– Инеп!

– Глупенькая, – рассмеялся Никлас, качая головой. – Не придет Инеп. К тому же, по причине своей неопытности, ты не знаешь, что на комнату наложен полог тишины.

Нет, ну дура я, однозначно! Глупая и наивная дура!

Вот только делать же все равно что-то надо? Просто так меня отсюда никто не выпустит.

Пресс-папье. Тяжелое, увесистое пресс-папье лежало на столе поверх бумаг.

Обольстительно улыбаясь, я вновь обошла стол. Правую руку аккуратно задвинув себе за спину, я кончиками пальцев подцепила нужный объект. Никлас купился на улыбку и шагнул ко мне.
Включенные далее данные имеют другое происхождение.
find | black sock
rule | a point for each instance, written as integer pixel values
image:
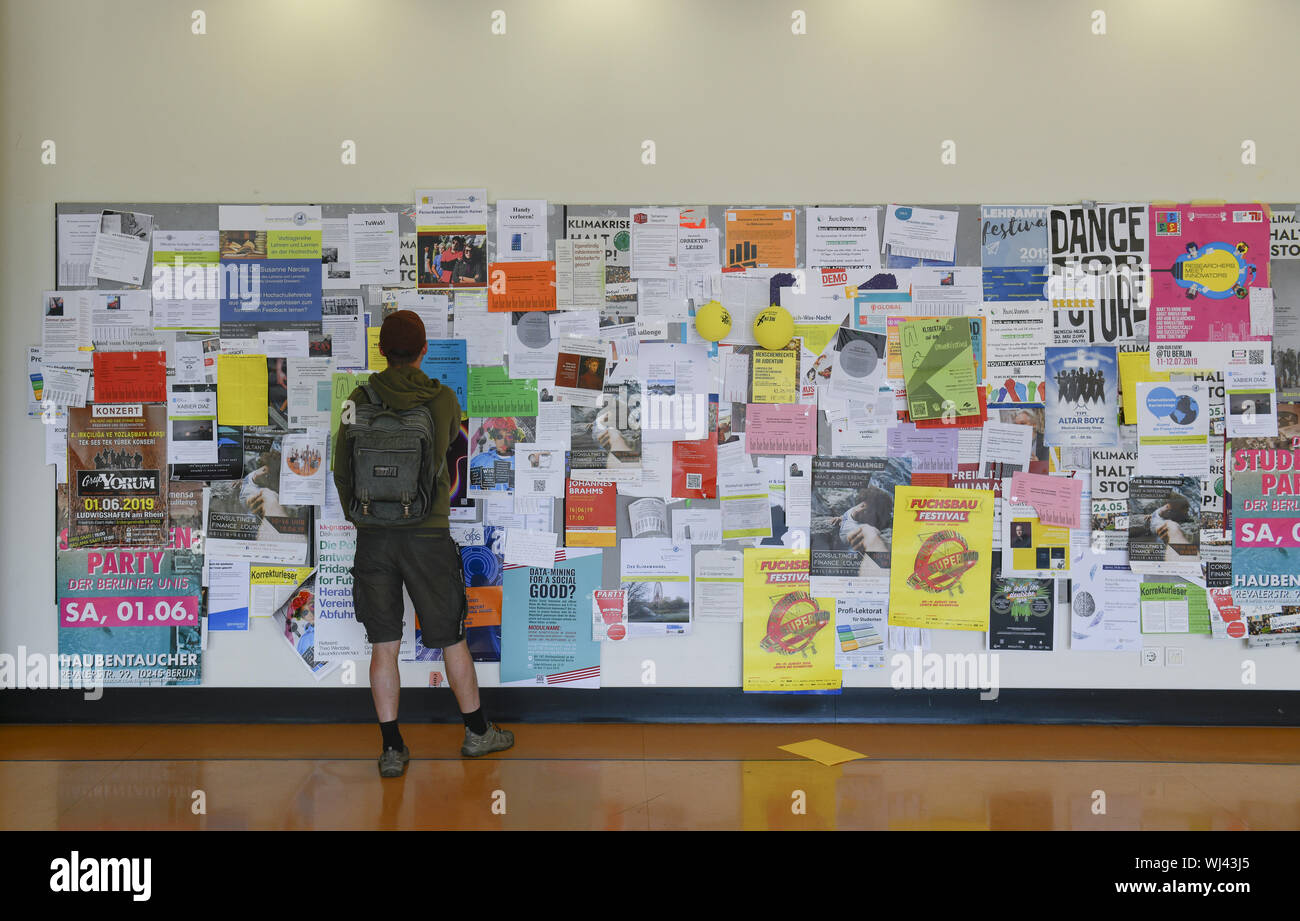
(475, 721)
(391, 736)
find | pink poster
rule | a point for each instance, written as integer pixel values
(1204, 262)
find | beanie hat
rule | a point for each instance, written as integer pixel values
(402, 334)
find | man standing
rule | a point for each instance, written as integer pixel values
(421, 557)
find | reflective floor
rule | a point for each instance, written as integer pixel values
(651, 777)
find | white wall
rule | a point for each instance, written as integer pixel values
(742, 111)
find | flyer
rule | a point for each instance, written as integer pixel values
(1173, 428)
(719, 584)
(1082, 397)
(939, 368)
(271, 268)
(775, 375)
(1014, 251)
(1104, 605)
(941, 558)
(862, 628)
(445, 362)
(451, 237)
(1022, 614)
(787, 635)
(117, 474)
(493, 448)
(1204, 262)
(492, 393)
(853, 515)
(742, 498)
(655, 578)
(1164, 523)
(1251, 396)
(609, 614)
(191, 424)
(1110, 474)
(761, 238)
(590, 514)
(606, 439)
(580, 368)
(130, 376)
(1017, 338)
(545, 625)
(520, 286)
(780, 428)
(1031, 548)
(1173, 608)
(1265, 483)
(129, 617)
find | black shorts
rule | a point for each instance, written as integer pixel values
(429, 567)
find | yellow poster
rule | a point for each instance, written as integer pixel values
(1134, 367)
(242, 396)
(788, 639)
(761, 238)
(943, 558)
(775, 375)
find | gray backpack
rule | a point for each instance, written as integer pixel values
(393, 465)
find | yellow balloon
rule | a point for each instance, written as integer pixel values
(774, 327)
(713, 321)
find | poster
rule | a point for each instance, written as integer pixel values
(853, 514)
(1097, 285)
(655, 579)
(939, 368)
(1014, 251)
(1164, 523)
(788, 639)
(1083, 397)
(1204, 262)
(546, 622)
(1265, 487)
(129, 617)
(1022, 613)
(941, 558)
(761, 238)
(117, 472)
(271, 269)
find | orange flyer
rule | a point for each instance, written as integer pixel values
(761, 238)
(520, 286)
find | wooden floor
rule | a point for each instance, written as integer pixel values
(650, 777)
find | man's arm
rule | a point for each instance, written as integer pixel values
(343, 463)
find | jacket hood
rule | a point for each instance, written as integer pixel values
(403, 387)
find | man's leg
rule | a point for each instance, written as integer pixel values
(481, 736)
(460, 675)
(386, 682)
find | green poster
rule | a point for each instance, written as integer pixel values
(939, 367)
(492, 393)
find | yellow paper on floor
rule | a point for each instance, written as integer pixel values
(823, 752)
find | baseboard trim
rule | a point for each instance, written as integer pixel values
(663, 705)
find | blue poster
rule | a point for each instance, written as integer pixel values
(1014, 251)
(1083, 393)
(271, 269)
(546, 622)
(446, 362)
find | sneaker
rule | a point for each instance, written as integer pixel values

Властно сжав мою шею, он наклонился к моим губам, а я позволила ему это. Позволила себя поцеловать.

Мой первый в жизни поцелуй случился с мерзавцем! И все же я не отвечала на него, а Никлас пытался усилить нажим, проникнуть языком ко мне в рот. Гадость!

Руки у меня не слабые, да и размах получился отменный. Удар пресс-папье пришелся куда-то в район виска. Никлас с тихим стоном сполз по мне на пол, при этом напоследок умудрился прокусить мне губу до крови.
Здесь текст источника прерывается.